Relax Nagios!


#1

Hi,
:!: We don’t know why but Nagios is paranoid. We’re receiving 10 HARD CRITICAL notifications per day… but there is no problem on the server when we telnet. It seems like Nagios Alerts when service is unavailable on FIRST attempt. I always see 1/4 in the notification report, never 4/4. We would like Nagios to relax before sending a notification because it cannot connect to a port.

:?: Is it possible for Nagios to be on alert when an issue is encountered, but not necessarily print an alert notification?

:arrow: For us, after a connection problem, Nagios should enter in “verification” status and attempt 4 times in the next 30 seconds before printing a notification alert?
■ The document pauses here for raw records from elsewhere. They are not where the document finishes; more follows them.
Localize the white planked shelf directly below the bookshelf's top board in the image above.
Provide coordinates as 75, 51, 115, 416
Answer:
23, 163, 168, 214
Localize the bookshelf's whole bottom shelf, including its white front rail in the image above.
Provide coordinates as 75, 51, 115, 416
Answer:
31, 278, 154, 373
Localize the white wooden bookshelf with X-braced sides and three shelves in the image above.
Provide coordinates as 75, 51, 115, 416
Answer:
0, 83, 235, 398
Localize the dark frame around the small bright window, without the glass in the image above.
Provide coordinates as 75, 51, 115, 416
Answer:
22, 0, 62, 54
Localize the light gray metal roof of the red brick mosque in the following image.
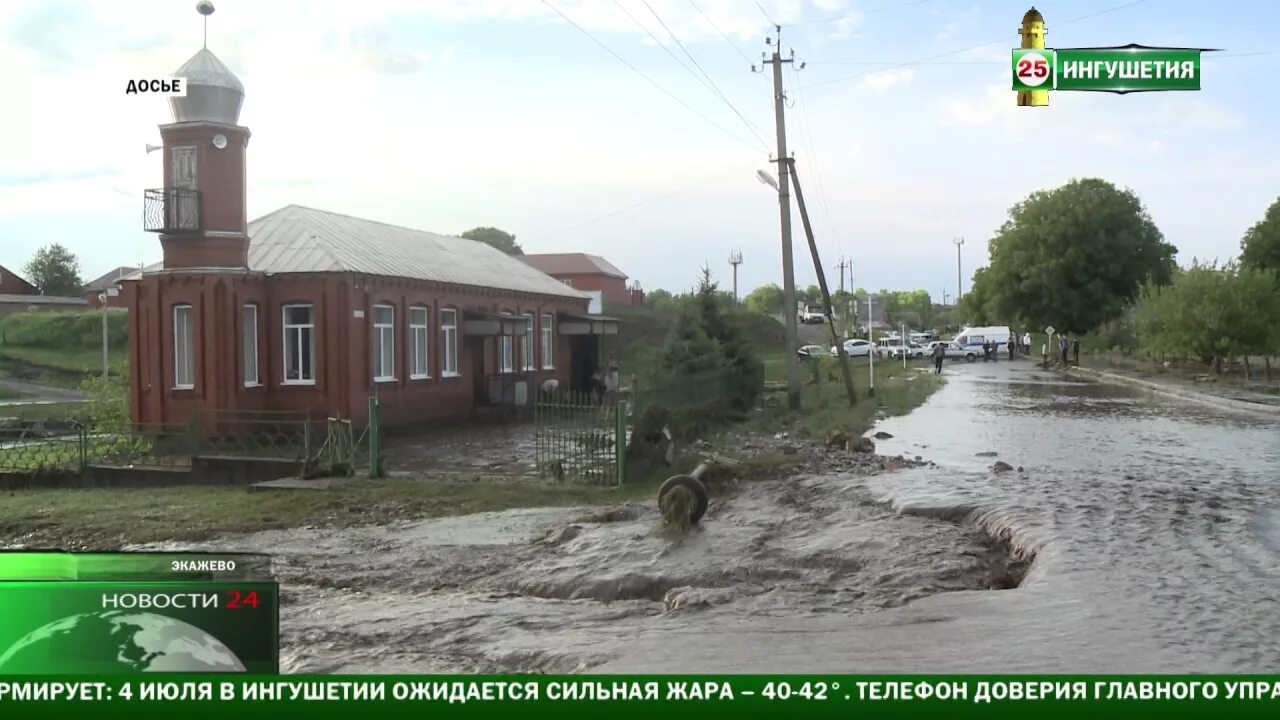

:mrgreen: cause really, I like to sleep at night!
thanks!


#2

take a look at your templates.cfg file.
For whatever “service” is alerting you right away, is it set to
use generic-service or no?

the template.cfg defines generic-service and defaults for exactly what you want IE, try 3 times before alerting people etc.


#3

thanks for your reply enigma!

:arrow: The commands.cfg is now set in the following manner for the services that Nagios gets paranoid on:

[code]# ‘check_http’ command definition
define command{
name check_http
command_name check_http
command_line /usr/local/nagios/libexec/check_http -H localhost -t 180 -p 80
}

‘check_ssh’ command definition

define command{
command_name check_ssh
command_line /usr/local/nagios/libexec/check_ssh -H localhost -t 180 -p 22
}[/code]

:arrow: While the others are pretty much set like this:

# 'check_smtp' command definition define command{ command_name check_smtp command_line $USER1$/check_smtp -H $HOSTADDRESS$ $ARG1$ }

:?:
thanks in advance!


#4

I think you are confused with what should be edited in nagios.
You should leave the command definition how it was, something like:

# 'check_http' command definition define command{ command_name check_http command_line $USER1$/check_http $ARG1$ }

The $ARG1$ means that when you create a checkmyhost.cfg file any arguments to pass to what you want to check goes to it.
So in your checkmyhost.cfg file (name it whatever you want, just make sure nagios.cfg points to it by cfg_dir or by cfg_file)
you then would define a service

define service{ use generic-service ; Name of service template to use host_name myhost service_description my localhost http site on port 80 check_command check_http!-H localhost -e "HTTP/1.1" contacts nagiosadmin }

I think your problem is you weren’t even using a defined service, you were modifying the definition of check_http so it would alert you immediatley. Create a checkmyhost.cfg or whatever and define a service to check for it per my example above and you’ll be fine. oh and fix your defintions to use the variables again instead of hard coded values.